AWS, a cloud services provider owned by Amazon, props up huge portions of the internet. When it went down, it took many of the services we know and rely on. As with the Fastly and CrowdStrike outages over the past few years, the AWS outage shows just how much of the internet relies on the same infrastructure -- and how quickly our access to everyday sites and services can be revoked when something goes wrong.
Our reliance on a small number of big companies to underpin the web is akin to putting all our eggs in a handful of baskets. When it works, it's great, but only one tiny thing needs to go wrong for the internet to fall to its knees in minutes.

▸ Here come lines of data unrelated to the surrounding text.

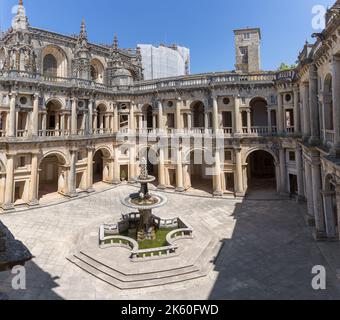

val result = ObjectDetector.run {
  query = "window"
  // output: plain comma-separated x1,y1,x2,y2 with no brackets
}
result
223,98,230,105
285,93,292,102
19,97,27,105
19,157,26,168
43,54,58,77
224,150,232,161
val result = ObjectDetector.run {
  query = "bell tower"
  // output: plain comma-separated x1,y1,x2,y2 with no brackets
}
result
234,28,261,73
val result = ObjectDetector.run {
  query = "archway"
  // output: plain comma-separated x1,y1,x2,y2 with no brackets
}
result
93,148,110,184
184,149,214,194
139,147,159,186
191,101,205,128
42,45,68,78
39,153,67,199
247,150,277,193
323,74,334,131
249,97,268,127
46,100,62,136
322,174,339,238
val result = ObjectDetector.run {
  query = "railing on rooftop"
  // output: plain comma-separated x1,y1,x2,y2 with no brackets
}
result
0,70,295,92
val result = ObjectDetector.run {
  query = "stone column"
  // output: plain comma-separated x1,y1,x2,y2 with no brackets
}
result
68,149,78,198
158,100,164,132
234,97,242,134
267,109,273,134
309,65,320,143
213,97,220,134
129,146,136,182
129,102,136,131
293,87,301,134
214,150,223,197
277,93,284,134
312,161,326,239
113,105,118,133
305,161,315,221
86,147,94,193
31,94,39,137
88,99,94,135
302,82,311,138
113,147,120,184
176,148,184,192
8,93,17,137
41,111,47,136
71,98,78,135
296,145,304,201
187,112,192,131
2,155,14,211
29,153,39,206
60,112,65,136
175,98,182,132
279,148,287,194
332,56,340,156
247,110,251,134
321,191,337,239
235,148,245,197
158,147,165,189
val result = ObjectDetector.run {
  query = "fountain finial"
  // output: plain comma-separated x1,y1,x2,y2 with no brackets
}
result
139,157,149,180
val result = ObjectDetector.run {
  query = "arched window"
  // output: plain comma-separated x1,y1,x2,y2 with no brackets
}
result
91,65,99,81
43,54,58,77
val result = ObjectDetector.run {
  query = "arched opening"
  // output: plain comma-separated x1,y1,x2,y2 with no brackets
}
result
247,150,277,193
191,101,205,128
184,149,214,195
96,104,108,133
322,175,339,238
43,54,58,77
91,59,104,83
93,149,110,184
42,45,68,78
39,154,67,200
139,147,159,186
249,97,268,128
323,74,334,131
46,100,62,136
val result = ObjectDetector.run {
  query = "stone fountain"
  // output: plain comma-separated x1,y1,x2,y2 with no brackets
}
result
122,158,167,241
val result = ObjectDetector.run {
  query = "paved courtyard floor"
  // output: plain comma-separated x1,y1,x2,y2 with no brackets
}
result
0,186,340,300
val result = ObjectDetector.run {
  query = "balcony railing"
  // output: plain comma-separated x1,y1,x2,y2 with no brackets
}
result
0,70,295,92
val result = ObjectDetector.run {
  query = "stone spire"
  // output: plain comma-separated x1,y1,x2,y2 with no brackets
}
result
113,34,118,50
12,0,28,30
80,19,87,38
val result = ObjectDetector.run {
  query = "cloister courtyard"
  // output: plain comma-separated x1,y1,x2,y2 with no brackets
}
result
0,185,340,300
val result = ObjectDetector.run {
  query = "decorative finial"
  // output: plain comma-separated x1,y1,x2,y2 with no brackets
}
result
139,157,149,180
113,34,118,49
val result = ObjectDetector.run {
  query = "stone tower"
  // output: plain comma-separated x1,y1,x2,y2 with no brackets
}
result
234,28,261,72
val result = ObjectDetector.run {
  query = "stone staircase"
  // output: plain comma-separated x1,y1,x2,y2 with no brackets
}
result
67,220,221,290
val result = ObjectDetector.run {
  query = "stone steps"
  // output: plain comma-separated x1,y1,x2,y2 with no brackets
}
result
68,257,206,290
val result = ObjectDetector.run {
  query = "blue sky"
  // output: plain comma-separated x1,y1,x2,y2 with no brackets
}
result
0,0,335,73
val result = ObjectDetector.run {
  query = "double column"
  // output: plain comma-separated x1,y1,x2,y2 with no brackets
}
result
277,92,284,134
214,148,223,197
71,98,78,135
69,149,78,198
311,159,326,239
29,153,39,206
309,65,320,143
235,148,245,197
2,154,14,211
8,93,17,137
332,56,340,158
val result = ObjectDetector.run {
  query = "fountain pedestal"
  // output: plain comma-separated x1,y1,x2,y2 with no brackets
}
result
122,159,166,242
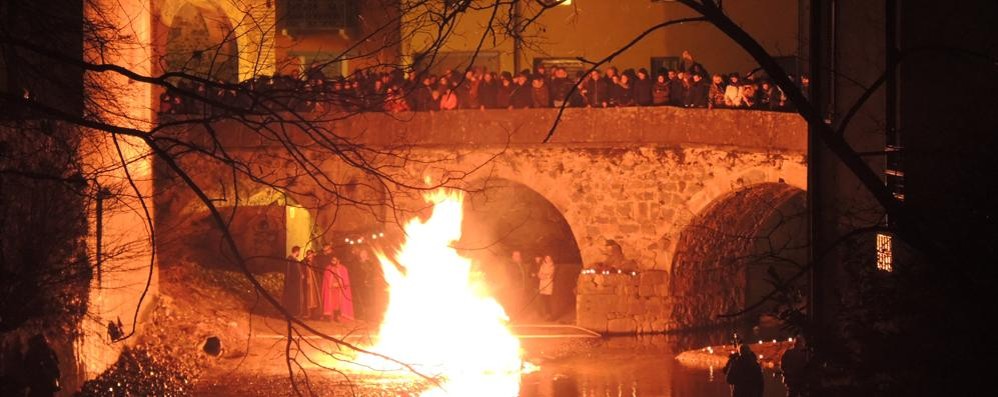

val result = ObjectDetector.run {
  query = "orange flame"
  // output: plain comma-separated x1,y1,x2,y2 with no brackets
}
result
362,190,523,396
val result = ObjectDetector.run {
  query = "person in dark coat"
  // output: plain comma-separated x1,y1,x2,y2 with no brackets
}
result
530,75,551,108
24,334,62,397
610,73,634,106
548,67,575,107
651,73,669,106
633,68,652,106
707,74,725,108
583,70,610,108
412,76,433,112
496,72,514,109
510,73,534,109
478,72,499,109
780,338,807,397
688,74,710,108
281,245,302,316
724,343,763,397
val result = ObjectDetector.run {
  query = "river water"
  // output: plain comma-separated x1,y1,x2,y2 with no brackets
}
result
195,334,786,397
520,335,786,397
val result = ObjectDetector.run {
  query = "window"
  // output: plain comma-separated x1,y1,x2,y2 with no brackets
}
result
877,233,894,273
277,0,352,32
415,51,500,74
290,51,349,78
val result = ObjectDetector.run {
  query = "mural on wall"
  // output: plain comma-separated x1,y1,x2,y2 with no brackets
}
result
163,4,239,82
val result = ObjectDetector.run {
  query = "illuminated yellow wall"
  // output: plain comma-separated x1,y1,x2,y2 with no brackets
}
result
77,0,158,378
403,0,798,72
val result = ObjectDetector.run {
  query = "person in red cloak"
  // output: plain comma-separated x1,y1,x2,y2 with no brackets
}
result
322,257,354,322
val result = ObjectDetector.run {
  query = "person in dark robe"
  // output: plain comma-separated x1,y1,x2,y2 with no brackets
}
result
548,67,575,107
496,72,514,109
651,74,669,106
724,343,763,397
478,72,499,109
583,70,610,108
780,338,807,397
687,74,710,108
510,73,534,109
669,70,686,106
530,76,551,108
24,334,62,397
281,245,302,316
633,68,652,106
611,73,634,106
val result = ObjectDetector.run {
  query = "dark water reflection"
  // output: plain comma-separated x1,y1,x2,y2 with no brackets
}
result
520,335,786,397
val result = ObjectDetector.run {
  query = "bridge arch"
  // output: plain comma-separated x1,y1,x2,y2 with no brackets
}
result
670,182,807,327
156,0,275,82
458,177,582,320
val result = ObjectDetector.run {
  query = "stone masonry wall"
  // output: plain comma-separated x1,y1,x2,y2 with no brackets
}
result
160,108,806,333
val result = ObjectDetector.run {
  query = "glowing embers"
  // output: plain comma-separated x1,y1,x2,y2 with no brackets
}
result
359,190,522,396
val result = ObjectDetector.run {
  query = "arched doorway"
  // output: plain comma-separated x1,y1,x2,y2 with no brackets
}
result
458,179,582,322
671,183,807,328
163,3,239,82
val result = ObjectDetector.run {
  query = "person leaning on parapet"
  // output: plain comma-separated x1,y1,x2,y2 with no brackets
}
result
724,343,763,397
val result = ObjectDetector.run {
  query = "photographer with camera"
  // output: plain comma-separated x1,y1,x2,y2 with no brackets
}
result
724,335,763,397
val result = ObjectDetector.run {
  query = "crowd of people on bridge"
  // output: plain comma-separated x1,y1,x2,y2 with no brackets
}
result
160,52,809,114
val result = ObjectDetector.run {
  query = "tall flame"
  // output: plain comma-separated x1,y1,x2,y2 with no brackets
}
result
371,190,522,396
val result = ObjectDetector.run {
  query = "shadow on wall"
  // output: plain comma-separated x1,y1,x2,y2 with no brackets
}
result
670,183,808,328
458,179,582,320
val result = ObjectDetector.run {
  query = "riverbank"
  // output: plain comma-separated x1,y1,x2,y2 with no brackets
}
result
676,339,793,369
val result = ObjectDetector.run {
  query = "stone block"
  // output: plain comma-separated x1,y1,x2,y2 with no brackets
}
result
606,317,638,334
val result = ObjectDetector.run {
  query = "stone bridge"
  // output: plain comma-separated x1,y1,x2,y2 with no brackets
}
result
157,107,807,333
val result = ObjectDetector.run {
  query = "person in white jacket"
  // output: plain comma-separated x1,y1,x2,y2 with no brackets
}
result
537,255,555,321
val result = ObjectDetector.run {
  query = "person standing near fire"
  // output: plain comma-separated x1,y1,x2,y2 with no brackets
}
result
301,250,321,320
281,245,302,316
537,255,555,321
322,256,354,322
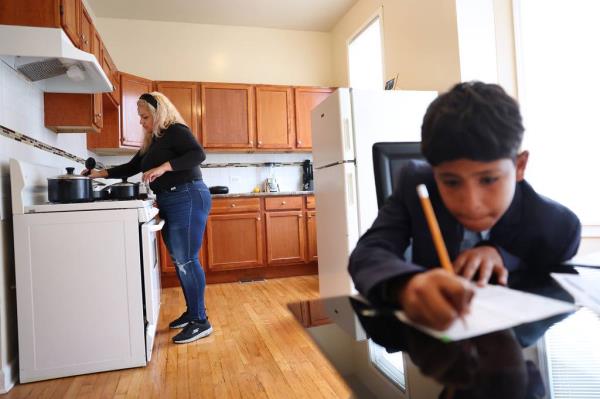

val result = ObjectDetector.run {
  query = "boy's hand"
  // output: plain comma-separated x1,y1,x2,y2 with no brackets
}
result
399,269,473,330
453,245,508,286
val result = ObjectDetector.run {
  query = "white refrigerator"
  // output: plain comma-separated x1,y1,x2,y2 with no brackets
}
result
311,88,437,297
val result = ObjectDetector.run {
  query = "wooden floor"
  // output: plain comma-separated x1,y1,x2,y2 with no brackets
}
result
0,276,350,399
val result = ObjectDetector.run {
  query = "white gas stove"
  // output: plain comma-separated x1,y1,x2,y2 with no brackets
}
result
10,159,164,383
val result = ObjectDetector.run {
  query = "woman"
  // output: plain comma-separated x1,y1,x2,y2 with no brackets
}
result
85,92,212,344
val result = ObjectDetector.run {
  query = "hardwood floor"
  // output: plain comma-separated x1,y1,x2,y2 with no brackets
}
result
1,276,350,399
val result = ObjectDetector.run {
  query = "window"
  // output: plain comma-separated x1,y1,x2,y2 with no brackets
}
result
348,16,383,89
514,0,600,226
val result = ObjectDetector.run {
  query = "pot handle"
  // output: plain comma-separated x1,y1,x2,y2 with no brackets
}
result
148,219,165,231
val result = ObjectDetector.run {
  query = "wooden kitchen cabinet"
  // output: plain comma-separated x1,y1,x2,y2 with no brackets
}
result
0,0,83,47
155,82,200,140
87,73,152,155
162,195,317,287
206,212,263,271
200,83,256,150
44,93,103,135
294,87,334,150
265,210,306,265
256,86,296,150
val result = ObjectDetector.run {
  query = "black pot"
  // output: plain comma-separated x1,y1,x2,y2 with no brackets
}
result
48,168,93,203
109,178,140,200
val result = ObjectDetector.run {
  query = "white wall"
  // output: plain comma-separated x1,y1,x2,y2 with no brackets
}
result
332,0,516,95
96,18,333,86
0,61,87,393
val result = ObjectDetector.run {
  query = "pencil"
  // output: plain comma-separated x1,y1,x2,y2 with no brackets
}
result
417,184,454,273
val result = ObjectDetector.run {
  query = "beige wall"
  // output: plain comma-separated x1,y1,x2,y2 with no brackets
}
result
96,18,334,86
332,0,516,95
332,0,460,91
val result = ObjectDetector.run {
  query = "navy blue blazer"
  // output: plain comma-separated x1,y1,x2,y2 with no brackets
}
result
348,161,581,298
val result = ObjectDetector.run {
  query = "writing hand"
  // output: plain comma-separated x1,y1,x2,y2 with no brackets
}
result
142,162,173,183
453,245,508,286
399,268,474,330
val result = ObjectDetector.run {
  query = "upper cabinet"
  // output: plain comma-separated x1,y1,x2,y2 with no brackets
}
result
200,83,256,150
294,87,334,150
256,86,296,150
121,73,152,148
155,82,200,139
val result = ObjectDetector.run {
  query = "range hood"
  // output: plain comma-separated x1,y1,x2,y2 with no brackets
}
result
0,25,113,93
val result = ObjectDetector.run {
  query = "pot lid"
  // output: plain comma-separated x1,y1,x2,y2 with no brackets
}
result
48,167,90,180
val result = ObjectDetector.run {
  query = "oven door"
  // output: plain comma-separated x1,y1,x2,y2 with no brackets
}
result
140,218,165,361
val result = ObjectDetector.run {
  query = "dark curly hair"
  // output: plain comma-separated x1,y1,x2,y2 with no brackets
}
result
421,82,525,166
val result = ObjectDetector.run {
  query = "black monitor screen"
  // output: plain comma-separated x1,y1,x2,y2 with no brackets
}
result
373,141,424,208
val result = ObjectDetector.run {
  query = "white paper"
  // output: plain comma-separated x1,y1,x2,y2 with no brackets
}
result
563,252,600,268
395,285,576,341
550,269,600,314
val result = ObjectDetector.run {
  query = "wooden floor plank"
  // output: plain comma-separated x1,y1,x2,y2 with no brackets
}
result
0,276,350,399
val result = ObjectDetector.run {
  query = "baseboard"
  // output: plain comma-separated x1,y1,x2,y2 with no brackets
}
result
0,359,17,394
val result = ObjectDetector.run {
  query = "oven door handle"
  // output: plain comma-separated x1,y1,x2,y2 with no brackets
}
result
148,219,165,231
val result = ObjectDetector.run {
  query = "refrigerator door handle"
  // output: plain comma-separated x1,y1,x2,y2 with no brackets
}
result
342,118,352,151
346,172,356,206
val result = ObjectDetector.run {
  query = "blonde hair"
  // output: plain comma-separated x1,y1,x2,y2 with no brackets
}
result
137,91,187,154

In total, outage reporting site Downdetector saw over 9.8 million reports, with 2.7 million coming from the US, over 1.1 million from the UK, and the rest largely spread across Australia, Japan, the Netherlands, Germany and France. Over 2,000 companies in total were affected, with around 280 still experiencing issues at 10 a.m. PT. (Downdetector is owned by the same parent company as CNET, Ziff Davis.)
"This kind of outage, where a foundational internet service brings down a large swath of online services, only happens a handful of times in a year," Daniel Ramirez, Downdetector by Ookla's director of product, told CNET. "They probably are becoming slightly more frequent as companies are encouraged to completely rely on cloud services and their data architectures are designed to make the most out of a particular cloud platform."